ASS.: Justificação Administrativa


Brasília, 02 de maio de 1996.

REF.: Proc. 35600.0011463/94 - 02

INT.: Regina Maria Panchon Preihs

01. Regina Maria Panchon Preihs, visando comprovar tempo de serviço referente ao período de 1970 a 1974, quando trabalhou como auxiliar de escritório na Imobiliária do Loteamento Jardim da Granja, em São José dos Campos/SP, requereu, em 1994, o processamento de uma Justificação Administrativa, para tanto anexando os documentos comprobatórios, bem como Laudo de Exame Grafotécnico, assinado pelo Perito Criminalístico e Grafotécnico do Instituto de Criminalística da Secretaria de Segurança Pública do Estado de Santa Catarina.

02. A conclusão do exame efetuado pelo perito grafotécnico nos documentos apresentados pela requerente, caracterizou a autenticidade dos mesmos.

03. A Chefia do Posto de Seguro Social São José, solitou, então,a apresentação da Certidão da Junta Comercial, com o fim de comprovar a existência da empresa, exigência essa não atendida pela interessada, visto que a Imobiliária Jardim da Granja nunca foi registrada.

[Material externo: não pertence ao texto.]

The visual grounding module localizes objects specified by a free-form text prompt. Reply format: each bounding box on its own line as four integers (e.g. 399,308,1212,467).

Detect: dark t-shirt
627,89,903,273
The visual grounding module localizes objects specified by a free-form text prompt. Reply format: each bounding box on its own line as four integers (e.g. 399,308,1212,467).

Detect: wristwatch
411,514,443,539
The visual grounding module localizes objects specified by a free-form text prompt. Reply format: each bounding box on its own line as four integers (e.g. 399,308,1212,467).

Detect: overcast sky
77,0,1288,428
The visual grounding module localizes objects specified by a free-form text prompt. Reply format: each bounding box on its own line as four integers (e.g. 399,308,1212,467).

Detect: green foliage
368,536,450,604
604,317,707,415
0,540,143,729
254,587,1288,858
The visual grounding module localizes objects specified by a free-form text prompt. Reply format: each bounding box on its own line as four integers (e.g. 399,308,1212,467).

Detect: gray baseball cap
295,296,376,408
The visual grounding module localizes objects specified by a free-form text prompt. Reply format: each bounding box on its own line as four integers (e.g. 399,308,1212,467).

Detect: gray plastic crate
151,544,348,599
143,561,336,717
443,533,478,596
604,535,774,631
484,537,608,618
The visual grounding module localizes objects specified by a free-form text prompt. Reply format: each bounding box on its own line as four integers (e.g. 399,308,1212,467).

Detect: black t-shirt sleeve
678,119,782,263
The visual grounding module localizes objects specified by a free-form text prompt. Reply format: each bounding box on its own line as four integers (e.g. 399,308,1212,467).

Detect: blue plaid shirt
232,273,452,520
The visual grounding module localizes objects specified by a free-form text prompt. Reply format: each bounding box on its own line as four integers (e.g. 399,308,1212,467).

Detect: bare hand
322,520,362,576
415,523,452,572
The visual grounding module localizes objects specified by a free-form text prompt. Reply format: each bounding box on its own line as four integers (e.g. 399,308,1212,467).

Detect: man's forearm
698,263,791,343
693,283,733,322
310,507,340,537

04. Visando sanar a pendência apontada, a requerente apresentou os documentos da fls. 26/32, os quais não caracterizaram a "relação de emprego" pretendida, vindo a Chefia do Posto de São José (fls. 33) optar pelo não processamento da Justificação Administraativa, dando ciência do fato à interessada, que recorreu da Decisão à JRPS.

05. Preliminarmente, a 17ª JRPS de Santa Catarina, baixou os autos em diligência, solicitando o processamento da Justificação Administrativa (fls. 84), onde ficou comprovado que a requerente trabalhou no referido escritório, no período de Jan/70 a Jun/75, conclusão essa homologada pela Chefia do Posto Especial do Seguro Social de São José dos Campos (fls. 97).

06. Retornando os autos, a Junta de Recursos conheceu do recurso e deu-lhe provimento, em grau de Alçada, o que sendo os autos enviados à Procuradoria Estadual, com a proposta de revisão do processo, nos termos da Portaria 713/93, art. 41, § 1º, que a partir de 1994, foi alterado pela Portaria 1.099, não cabendo mais revisão e sim, avocatória, motivo pelo qual o processo ( continua ... )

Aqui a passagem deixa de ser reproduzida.